Y Combinator Opens Applications For New Class, As Total Funding For Alums Reaches $1.5B, Or $3.18M Each

Y Combinator founder Paul Graham tweeted today that the accelerator’s 464 startup graduates (prior to its current batch) have raised an average of $3.18 million in funding each, which means YC’s companies have landed a total of just under $1.5 billion.

In context, when Billy covered the incubator’s progress last summer, YC had launched 380 companies, which had raised just over $1 billion in total, with each company averaging about $2.7 million. So, over the course of the last six months (or one batch in YC terms), the accelerator’s startups have raised nearly $500 million and increased their average raise by nearly $500K.

Granted, as Billy pointed out at the time, those statistics are skewed by the top alums, like Dropbox and Airbnb, which have raised $257 million and $120 million, respectively, accounting for nearly 30 percent of total funding (at the time). Now they account for about 25 percent.

Y Combinator selects two classes of startups per year into their three-month program, during which the expanding team of mentors connects their teams with investors and invests in the companies. Initially, Yuri Milner and Ron Conway’s Start Fund invested $150K in each startup. However, in November, the accelerator created a new fund called YC VC and decreased its investment to $80K per startup in an effort to “become more startup friendly.”

Furthermore, up to this point, Graham had not as of yet shared the median amount raised by Y Combinator startups — the average, yes, but not the median. In a tweet Friday, Graham said that, for recent batches, the median “has ranged between $800K and $1M,” and the range is “0 to a number I presumably can’t disclose.”

YC VC also aimed to provide more time and involvement from VCs in the development of startups, and Graham has said previously that the partners have been looking to lower the overall size of its startup classes.

In addition, Graham also said in a HackerNews thread recently that the fund no longer has LPs, which wasn’t a result of the switch from Start Fund to YC VC, he says, instead the partners “finished investing the last fund midway through the Summer 2012 batch.” That means there could be less dilution and bigger returns for those investing in the new fund, plus, those who were squeezed out in Start Fund get a new shot. (More info in the thread here.)

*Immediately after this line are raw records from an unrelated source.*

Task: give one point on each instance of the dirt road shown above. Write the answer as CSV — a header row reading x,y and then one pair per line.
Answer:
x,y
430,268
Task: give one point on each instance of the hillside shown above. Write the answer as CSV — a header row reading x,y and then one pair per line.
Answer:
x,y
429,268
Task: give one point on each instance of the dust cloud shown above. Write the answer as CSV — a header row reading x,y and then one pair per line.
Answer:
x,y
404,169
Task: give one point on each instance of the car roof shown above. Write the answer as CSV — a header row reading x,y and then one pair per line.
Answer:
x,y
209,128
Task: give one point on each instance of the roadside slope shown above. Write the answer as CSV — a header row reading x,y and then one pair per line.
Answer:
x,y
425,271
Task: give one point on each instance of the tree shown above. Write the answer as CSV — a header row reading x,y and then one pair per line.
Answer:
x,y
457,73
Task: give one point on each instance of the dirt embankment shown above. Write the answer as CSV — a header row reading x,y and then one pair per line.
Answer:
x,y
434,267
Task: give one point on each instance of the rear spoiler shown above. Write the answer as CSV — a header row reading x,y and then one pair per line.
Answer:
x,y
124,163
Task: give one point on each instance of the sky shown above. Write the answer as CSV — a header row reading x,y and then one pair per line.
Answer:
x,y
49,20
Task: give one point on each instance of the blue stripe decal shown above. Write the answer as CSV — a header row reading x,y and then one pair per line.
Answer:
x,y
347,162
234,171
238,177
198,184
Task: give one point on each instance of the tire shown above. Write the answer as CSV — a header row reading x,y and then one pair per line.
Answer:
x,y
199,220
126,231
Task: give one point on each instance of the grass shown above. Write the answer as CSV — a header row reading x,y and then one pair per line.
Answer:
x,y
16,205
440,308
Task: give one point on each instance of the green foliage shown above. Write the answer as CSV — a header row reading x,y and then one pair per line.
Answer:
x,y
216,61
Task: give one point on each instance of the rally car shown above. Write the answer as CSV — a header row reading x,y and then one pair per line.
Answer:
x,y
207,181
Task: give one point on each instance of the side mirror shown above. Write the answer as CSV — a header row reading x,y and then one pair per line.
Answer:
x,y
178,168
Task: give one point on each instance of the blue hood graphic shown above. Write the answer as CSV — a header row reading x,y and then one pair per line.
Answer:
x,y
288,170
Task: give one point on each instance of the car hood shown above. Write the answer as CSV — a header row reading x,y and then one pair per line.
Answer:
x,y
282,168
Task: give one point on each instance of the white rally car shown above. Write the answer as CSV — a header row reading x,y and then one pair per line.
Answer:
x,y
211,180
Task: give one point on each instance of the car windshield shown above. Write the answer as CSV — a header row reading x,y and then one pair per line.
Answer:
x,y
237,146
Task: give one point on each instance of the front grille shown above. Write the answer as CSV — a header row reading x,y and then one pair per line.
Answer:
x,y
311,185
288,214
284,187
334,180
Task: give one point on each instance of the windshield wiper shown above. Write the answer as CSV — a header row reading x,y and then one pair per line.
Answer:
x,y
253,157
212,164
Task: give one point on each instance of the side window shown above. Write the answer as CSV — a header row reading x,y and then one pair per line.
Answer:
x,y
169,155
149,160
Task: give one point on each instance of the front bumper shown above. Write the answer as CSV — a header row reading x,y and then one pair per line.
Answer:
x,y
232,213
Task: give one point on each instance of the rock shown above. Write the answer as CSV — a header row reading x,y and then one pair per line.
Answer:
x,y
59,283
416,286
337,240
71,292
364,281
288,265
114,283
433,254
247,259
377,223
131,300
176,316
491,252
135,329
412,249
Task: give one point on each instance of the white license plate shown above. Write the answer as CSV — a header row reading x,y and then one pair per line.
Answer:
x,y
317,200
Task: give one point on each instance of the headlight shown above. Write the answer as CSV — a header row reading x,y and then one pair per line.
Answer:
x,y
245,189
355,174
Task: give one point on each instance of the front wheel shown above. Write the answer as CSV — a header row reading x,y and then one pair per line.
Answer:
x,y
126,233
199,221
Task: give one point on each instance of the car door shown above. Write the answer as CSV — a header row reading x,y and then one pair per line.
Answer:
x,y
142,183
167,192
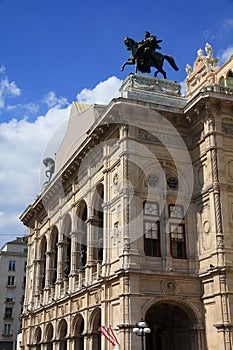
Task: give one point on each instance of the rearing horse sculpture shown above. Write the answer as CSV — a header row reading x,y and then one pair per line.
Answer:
x,y
144,58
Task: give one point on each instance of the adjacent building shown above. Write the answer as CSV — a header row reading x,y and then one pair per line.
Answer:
x,y
137,221
13,261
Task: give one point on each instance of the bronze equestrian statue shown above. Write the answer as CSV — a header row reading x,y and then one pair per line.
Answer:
x,y
144,56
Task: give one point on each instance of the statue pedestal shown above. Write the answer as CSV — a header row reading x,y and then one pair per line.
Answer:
x,y
154,90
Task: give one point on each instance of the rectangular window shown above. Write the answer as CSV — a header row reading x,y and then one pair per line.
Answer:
x,y
12,265
9,297
151,209
8,312
176,211
151,238
177,239
7,329
11,280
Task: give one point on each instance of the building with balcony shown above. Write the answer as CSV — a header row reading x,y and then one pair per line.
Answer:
x,y
13,260
137,221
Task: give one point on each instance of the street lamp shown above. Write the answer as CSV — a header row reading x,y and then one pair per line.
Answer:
x,y
141,330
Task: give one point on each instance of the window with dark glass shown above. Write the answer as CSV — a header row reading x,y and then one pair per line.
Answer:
x,y
8,312
176,211
177,239
151,229
177,231
9,297
7,329
12,265
11,280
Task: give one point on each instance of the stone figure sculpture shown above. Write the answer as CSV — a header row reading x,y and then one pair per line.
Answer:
x,y
50,164
144,55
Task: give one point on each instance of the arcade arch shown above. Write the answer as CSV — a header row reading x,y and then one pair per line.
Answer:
x,y
173,326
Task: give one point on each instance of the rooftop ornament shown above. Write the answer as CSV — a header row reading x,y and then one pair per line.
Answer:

As to YC VC and the smaller batches in its new fund, Graham explained at the time: “The reason we accepted fewer applications was that in summer 2012 we grew too fast … We had 66 companies in winter 2012, and that was fine, but for some reason more things than usual broke when we jumped from 66 to 84.”

This comes on the heels of YC beginning to accept applications for its Summer 2013 batch, applications for which are due by March 29th. So, startups can expect that, while the total number of applications for YC has continued to grow as the incubator grows, the next class size won’t continue the current trend. Instead, Graham said that there may be fewer than 50 companies in the mix this time around. Way down from the 84 companies in its largest class, Summer 2012.